Inwestorzy zostaną zasypani lawiną publikacji odnośnie inflacji w Niemczech, Wielkiej Brytanii i Stanach Zjednoczonych. Najistotniejsza dla kształtowania się kursu eurodolara będzie środa, kiedy poznamy odczyty inflacji CPI jak i bazowej CPI w USA. Odczyty powyżej prognoz będą sygnałem dla Fed-u do możliwej podwyżki stóp procentowych, co wpłynie na umocnienie się amerykańskiej waluty. Inwestorzy na pewno powinni również zwrócić uwagę na poniedziałkowe dane o sprzedaży detalicznej jak i środowe o produkcji przemysłowej. Dla funta brytyjskiego istotne będą informacje o inflacji CPI we wtorek i sprzedaży detalicznej w piątek.
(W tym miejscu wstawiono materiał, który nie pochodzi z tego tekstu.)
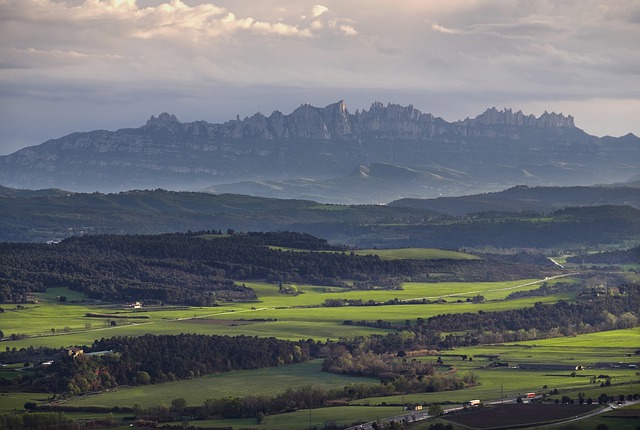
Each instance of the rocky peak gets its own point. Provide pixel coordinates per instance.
(163, 121)
(493, 116)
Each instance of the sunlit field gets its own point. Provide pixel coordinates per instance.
(301, 316)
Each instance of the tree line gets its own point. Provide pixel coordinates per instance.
(202, 268)
(151, 359)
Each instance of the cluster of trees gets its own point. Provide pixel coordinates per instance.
(188, 268)
(588, 315)
(36, 420)
(152, 359)
(627, 256)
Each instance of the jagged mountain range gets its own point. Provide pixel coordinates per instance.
(330, 155)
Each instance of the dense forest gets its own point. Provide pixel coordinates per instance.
(591, 313)
(518, 222)
(151, 359)
(203, 268)
(627, 256)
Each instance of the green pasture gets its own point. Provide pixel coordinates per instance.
(284, 316)
(318, 418)
(287, 323)
(236, 384)
(57, 292)
(15, 401)
(416, 254)
(616, 346)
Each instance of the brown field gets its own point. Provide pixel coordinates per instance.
(230, 323)
(509, 416)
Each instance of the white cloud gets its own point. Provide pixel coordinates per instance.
(348, 30)
(473, 53)
(318, 10)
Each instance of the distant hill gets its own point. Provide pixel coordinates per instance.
(330, 155)
(52, 218)
(523, 198)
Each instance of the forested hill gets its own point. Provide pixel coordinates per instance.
(40, 217)
(532, 199)
(206, 267)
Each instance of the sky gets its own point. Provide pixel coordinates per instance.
(81, 65)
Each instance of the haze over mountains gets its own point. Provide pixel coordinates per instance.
(330, 155)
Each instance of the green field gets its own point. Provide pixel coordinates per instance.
(301, 316)
(234, 384)
(291, 317)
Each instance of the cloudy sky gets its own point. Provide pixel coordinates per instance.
(80, 65)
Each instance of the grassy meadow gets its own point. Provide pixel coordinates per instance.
(301, 317)
(293, 317)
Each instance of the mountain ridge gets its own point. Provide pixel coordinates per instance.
(494, 150)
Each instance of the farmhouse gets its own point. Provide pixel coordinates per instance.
(74, 352)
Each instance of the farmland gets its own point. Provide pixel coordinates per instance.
(286, 316)
(361, 342)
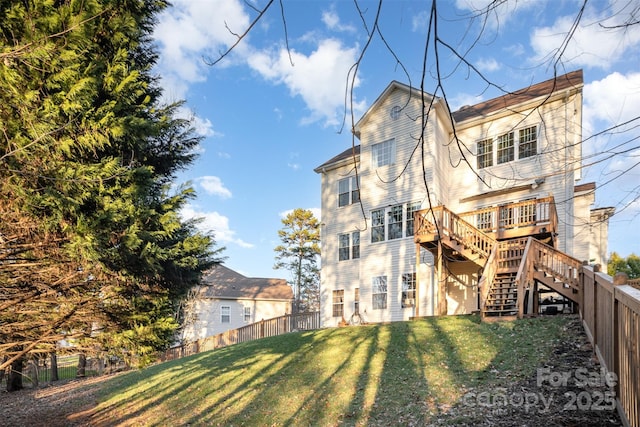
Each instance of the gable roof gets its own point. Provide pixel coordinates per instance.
(345, 155)
(573, 80)
(222, 282)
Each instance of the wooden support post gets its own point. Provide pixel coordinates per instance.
(442, 282)
(418, 282)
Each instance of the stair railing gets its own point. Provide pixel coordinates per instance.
(525, 276)
(487, 277)
(559, 265)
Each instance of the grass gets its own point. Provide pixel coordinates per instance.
(399, 373)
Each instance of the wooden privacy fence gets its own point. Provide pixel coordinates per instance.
(262, 329)
(610, 311)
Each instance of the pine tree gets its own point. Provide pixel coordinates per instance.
(299, 253)
(92, 248)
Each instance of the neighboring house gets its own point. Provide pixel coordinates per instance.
(509, 167)
(228, 300)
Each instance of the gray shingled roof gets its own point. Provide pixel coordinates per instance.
(546, 88)
(222, 282)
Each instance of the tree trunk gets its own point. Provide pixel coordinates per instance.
(82, 366)
(14, 380)
(54, 366)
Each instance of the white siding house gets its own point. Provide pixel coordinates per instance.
(229, 300)
(414, 154)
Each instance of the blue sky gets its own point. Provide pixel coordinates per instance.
(271, 114)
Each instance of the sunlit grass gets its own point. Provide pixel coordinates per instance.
(399, 373)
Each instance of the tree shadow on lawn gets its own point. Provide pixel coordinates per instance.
(404, 373)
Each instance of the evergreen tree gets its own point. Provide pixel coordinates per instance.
(299, 254)
(92, 248)
(629, 265)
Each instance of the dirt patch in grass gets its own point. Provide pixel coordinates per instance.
(569, 389)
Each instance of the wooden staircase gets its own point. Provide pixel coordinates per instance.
(510, 267)
(502, 297)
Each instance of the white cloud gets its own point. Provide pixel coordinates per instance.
(420, 21)
(487, 64)
(331, 19)
(215, 223)
(213, 185)
(608, 102)
(592, 44)
(318, 78)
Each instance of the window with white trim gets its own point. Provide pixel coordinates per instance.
(485, 153)
(338, 303)
(377, 226)
(379, 292)
(527, 142)
(412, 208)
(393, 222)
(348, 246)
(343, 247)
(348, 191)
(383, 153)
(505, 148)
(355, 245)
(408, 290)
(225, 314)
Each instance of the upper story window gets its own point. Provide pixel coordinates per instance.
(412, 208)
(507, 147)
(393, 222)
(348, 245)
(379, 292)
(225, 314)
(348, 191)
(527, 142)
(383, 153)
(485, 153)
(408, 290)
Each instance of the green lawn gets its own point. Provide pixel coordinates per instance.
(399, 373)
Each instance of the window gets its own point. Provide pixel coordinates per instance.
(225, 314)
(408, 290)
(379, 292)
(527, 213)
(506, 216)
(527, 142)
(484, 221)
(395, 222)
(505, 148)
(398, 222)
(356, 301)
(377, 225)
(343, 247)
(485, 153)
(338, 303)
(348, 191)
(355, 245)
(412, 208)
(383, 153)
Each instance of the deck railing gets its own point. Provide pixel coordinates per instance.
(262, 329)
(538, 213)
(441, 222)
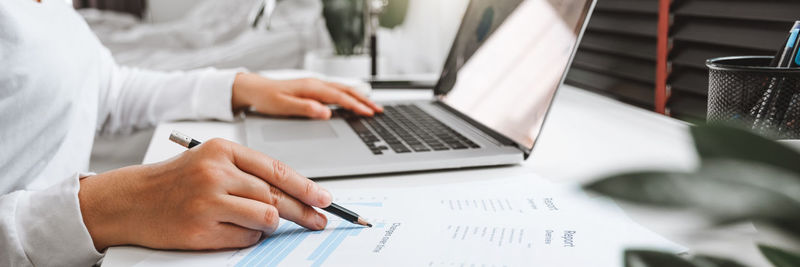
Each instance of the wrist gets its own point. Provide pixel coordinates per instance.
(240, 99)
(101, 213)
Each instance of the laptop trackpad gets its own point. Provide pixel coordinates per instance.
(296, 130)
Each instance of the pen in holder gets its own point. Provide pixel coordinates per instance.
(748, 92)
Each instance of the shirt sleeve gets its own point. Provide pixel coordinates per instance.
(138, 98)
(45, 228)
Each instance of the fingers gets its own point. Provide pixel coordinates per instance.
(294, 106)
(232, 236)
(250, 214)
(279, 175)
(332, 95)
(253, 188)
(352, 92)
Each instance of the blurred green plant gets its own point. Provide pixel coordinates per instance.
(742, 177)
(345, 22)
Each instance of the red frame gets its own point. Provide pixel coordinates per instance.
(662, 54)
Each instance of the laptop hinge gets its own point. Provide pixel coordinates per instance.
(497, 136)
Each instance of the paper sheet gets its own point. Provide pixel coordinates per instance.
(521, 221)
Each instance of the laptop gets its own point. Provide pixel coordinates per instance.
(492, 98)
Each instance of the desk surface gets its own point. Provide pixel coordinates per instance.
(585, 136)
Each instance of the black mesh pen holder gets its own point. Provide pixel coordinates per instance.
(746, 91)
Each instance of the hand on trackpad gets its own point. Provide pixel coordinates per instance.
(296, 130)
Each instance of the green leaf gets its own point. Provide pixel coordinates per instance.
(708, 261)
(725, 142)
(725, 190)
(779, 257)
(649, 258)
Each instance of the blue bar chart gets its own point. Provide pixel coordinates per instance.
(289, 236)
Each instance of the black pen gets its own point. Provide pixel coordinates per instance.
(334, 209)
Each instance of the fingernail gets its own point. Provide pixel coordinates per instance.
(322, 221)
(323, 112)
(325, 197)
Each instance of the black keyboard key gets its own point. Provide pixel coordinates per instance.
(406, 128)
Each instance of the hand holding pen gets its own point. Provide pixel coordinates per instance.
(215, 196)
(333, 208)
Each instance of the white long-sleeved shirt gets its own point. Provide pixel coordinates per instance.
(58, 87)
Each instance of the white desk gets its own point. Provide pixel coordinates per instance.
(585, 136)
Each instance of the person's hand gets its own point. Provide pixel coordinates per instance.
(214, 196)
(304, 97)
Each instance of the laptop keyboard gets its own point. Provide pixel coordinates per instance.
(406, 129)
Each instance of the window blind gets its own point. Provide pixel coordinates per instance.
(617, 54)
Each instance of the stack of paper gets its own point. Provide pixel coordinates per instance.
(521, 221)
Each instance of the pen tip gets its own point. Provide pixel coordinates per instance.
(364, 222)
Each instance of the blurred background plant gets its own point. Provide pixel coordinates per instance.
(345, 22)
(742, 177)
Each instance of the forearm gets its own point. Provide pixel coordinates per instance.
(139, 98)
(45, 228)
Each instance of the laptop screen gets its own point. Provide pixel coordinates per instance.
(508, 59)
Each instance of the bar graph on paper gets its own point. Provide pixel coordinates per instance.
(289, 237)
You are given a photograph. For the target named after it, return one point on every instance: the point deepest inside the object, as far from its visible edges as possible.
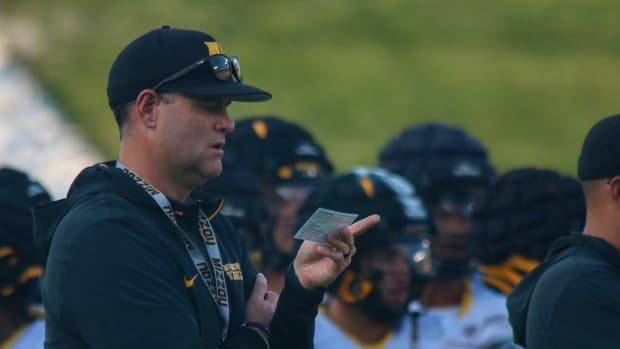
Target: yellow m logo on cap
(214, 47)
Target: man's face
(192, 134)
(393, 264)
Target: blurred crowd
(455, 236)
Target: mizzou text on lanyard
(206, 269)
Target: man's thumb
(260, 287)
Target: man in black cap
(134, 261)
(572, 299)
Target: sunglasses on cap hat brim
(226, 70)
(223, 68)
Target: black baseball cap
(600, 153)
(162, 52)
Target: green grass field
(528, 78)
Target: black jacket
(572, 300)
(118, 275)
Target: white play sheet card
(324, 221)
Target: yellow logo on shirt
(190, 282)
(233, 270)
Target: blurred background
(528, 78)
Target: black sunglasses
(222, 65)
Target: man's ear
(145, 105)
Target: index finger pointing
(362, 225)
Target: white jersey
(32, 337)
(327, 335)
(484, 325)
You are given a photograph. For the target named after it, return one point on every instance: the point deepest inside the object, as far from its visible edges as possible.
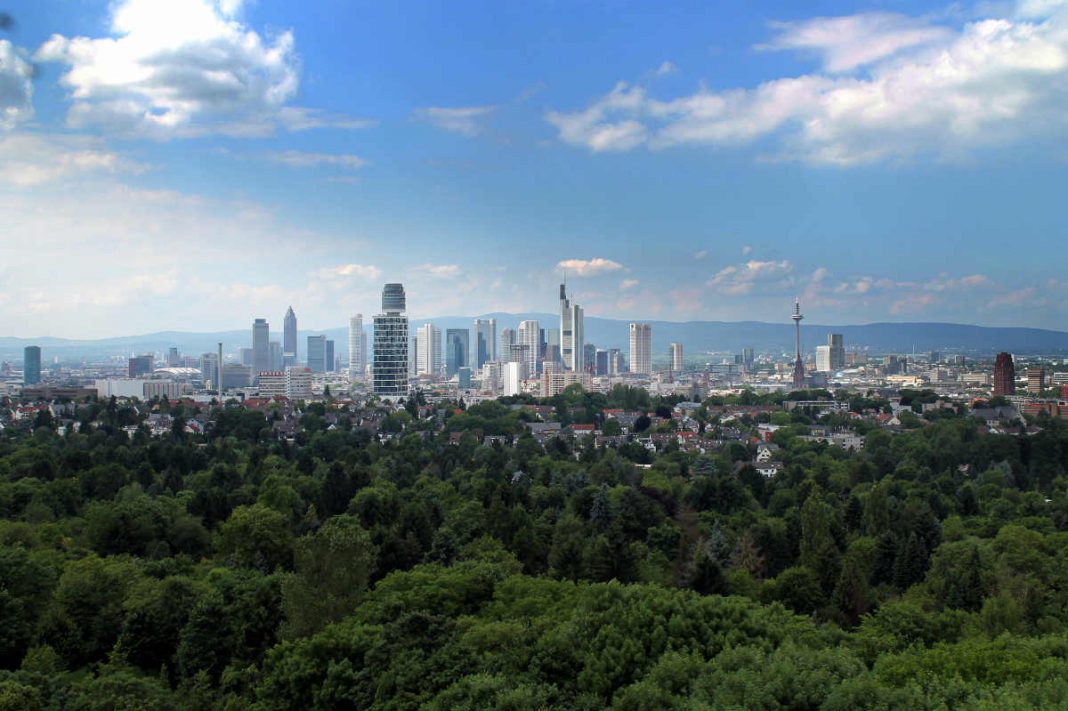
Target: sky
(192, 164)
Rosnąca awersja do ryzyka inwestorów zagranicznych ma swoje odzwierciedlenie w kursie USDJPY. Zeszłotygodniowe umocnienie się japońskiej waluty związane było z rosnącym pesymizmem graczy, na co wpływ ma sytuacja na giełdach amerykańskich. Masowo zamykane pozycje carry trade umocniły jena do 117.76 w stosunku do dolara, kiedy jeszcze na początku tygodnia kurs USDJPY kształtował się w okolicach 119.70. Dalsza przecena na giełdach za oceanem i pogłębiający się kryzys na rynku nieruchomości mogą sprowadzić jena do poziomu wsparcia 117.16.
Dla Polskich graczy, tak istotna dla rynków światowych środa, będzie dniem odpoczynku z okazji Wniebowzięcia Najświętszej Maryi Panny. Jednak cały tydzień może być równie interesujący jak na rynkach światowych. Dzisiaj poznamy bilans płatniczy Polski w czerwcu. Dla złotówki najważniejszy będą wtorkowe dane o podaży pieniądza M3, ale przede wszystkim wskaźniki cen towarów i usług konsumpcyjnych (CPI), które mogą przyspieszyć decyzję w sprawie stóp procentowych, a co za tym idzie umocnić polską walutę, jeżeli okazałyby się wyższe od prognoz.